If there was one thing Elijah learned about anxiety, it was that your mind could concoct it anytime, anywhere. From your most private moments to the middle of planning the next evacuation. Unfortunately, for Elijah, a panic attack dared to challenge him during a battle in Fullerton. The team lugged him and hid in a house until his temporary paralysis from a laser beam passed.
Before, the night terrors and anxiety attacks were exclusively memories from family or Sensei Drake. Now, past battles diluted the pool of nightmares his mind could draw from. Sometimes, a memory one would lead to another. He imagined Trevor’s death to hearing the call that Cousin Lee had died. Then his mind from “The Night in the Dark” to the Thanksgiving dinner gone awry as the backyard blew up in flames.
But Elijah sensed a weary and cloudy feeling freeze his mind and body. Once the laser symptoms passed, why should he get up? He was so tired. The ground in the hazardous building was so cool, and the room was silent. He and the team had to escort a mother and her newborn to the nearest safe haven—seven miles away—with no scratches. Comms were down, and no Lynx was available.
He always had a well of strength and endurance. Whenever he needed to dig deep, there seemed to always be another level he could find.
When he looked back, it wasn’t just the nightmares and reliving his family’s abuse that induced his weariness. Not just the war itself, but the constant scheming and planning. Rest was never an option, but the war didn’t care. And when everyone was tired, patience ran thin, especially between him and Monteverde. Elijah could remember their spat from yesterday.
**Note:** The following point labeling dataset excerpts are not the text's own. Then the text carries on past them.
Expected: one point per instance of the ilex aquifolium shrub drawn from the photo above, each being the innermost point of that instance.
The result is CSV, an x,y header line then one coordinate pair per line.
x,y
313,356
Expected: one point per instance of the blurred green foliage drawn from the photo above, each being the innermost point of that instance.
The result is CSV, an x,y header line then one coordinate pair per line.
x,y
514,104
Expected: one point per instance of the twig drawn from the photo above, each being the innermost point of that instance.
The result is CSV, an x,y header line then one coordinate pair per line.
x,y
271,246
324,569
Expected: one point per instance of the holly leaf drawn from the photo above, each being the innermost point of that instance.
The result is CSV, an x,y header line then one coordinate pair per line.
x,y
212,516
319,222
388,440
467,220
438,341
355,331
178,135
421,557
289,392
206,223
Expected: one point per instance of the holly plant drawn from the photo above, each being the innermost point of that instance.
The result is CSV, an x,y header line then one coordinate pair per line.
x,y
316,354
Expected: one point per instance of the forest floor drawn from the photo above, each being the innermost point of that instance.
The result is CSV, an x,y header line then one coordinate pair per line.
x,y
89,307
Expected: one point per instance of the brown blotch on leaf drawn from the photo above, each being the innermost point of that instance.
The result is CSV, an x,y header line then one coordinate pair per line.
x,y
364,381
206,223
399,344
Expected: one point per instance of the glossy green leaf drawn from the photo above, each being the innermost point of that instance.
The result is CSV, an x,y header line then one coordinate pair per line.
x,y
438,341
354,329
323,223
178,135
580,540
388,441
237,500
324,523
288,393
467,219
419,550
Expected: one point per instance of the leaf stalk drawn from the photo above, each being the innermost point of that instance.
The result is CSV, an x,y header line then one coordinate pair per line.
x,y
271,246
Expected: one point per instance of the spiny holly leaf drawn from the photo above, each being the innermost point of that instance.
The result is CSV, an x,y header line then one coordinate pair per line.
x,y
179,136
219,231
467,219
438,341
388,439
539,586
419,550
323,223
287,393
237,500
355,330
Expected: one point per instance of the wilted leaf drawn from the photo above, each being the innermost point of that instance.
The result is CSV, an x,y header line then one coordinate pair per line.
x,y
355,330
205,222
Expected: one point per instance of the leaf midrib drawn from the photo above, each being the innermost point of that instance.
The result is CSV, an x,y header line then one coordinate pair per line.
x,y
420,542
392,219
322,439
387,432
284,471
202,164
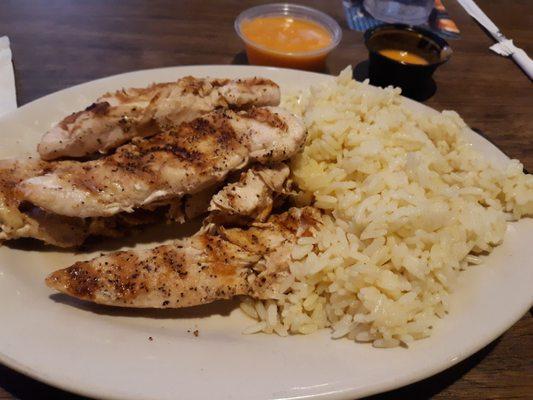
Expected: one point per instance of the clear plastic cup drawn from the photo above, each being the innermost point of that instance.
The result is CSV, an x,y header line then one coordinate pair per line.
x,y
308,60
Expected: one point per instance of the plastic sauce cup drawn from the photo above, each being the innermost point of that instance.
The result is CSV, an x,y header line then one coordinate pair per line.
x,y
259,54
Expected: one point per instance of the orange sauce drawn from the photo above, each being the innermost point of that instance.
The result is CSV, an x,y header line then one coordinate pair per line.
x,y
286,41
405,57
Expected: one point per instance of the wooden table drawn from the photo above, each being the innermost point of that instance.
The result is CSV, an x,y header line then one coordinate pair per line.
x,y
60,43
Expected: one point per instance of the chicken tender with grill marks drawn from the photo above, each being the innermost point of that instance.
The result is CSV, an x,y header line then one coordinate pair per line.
x,y
23,220
252,197
116,118
211,265
18,220
179,161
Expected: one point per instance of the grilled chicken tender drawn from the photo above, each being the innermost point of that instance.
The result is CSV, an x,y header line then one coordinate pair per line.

“Why shouldn’t we focus on the larger force?” asked Monteverde.
“I’m saying we can do both,” said Elijah, maneuvering the Fullerton hologram. He zoomed in. “Watchdogs will use the sewers and ambush from Lane Street, southeast of Dale Boulevard, our next location. We can sweep them from behind and be a little late.”
“But we can’t be a little late, Eli! Civilians are the priority.”
“So we split. The team and I can—”
“No! Not what happened last time. Stop being obtuse!”
Elijah scoffed. “You always bring up that one time! Yet you’ll drag us into Fullerton without ever telling us why!”
It was a repeated cycle of arguments, always ending in a stalemate. But where would he find the strength now to endure? His mind actually helped him for once, and he replayed his final conversation with Sensei Drake after becoming the Grand Champion, the highest honor in the most prestigious Taekwondo tournament in California.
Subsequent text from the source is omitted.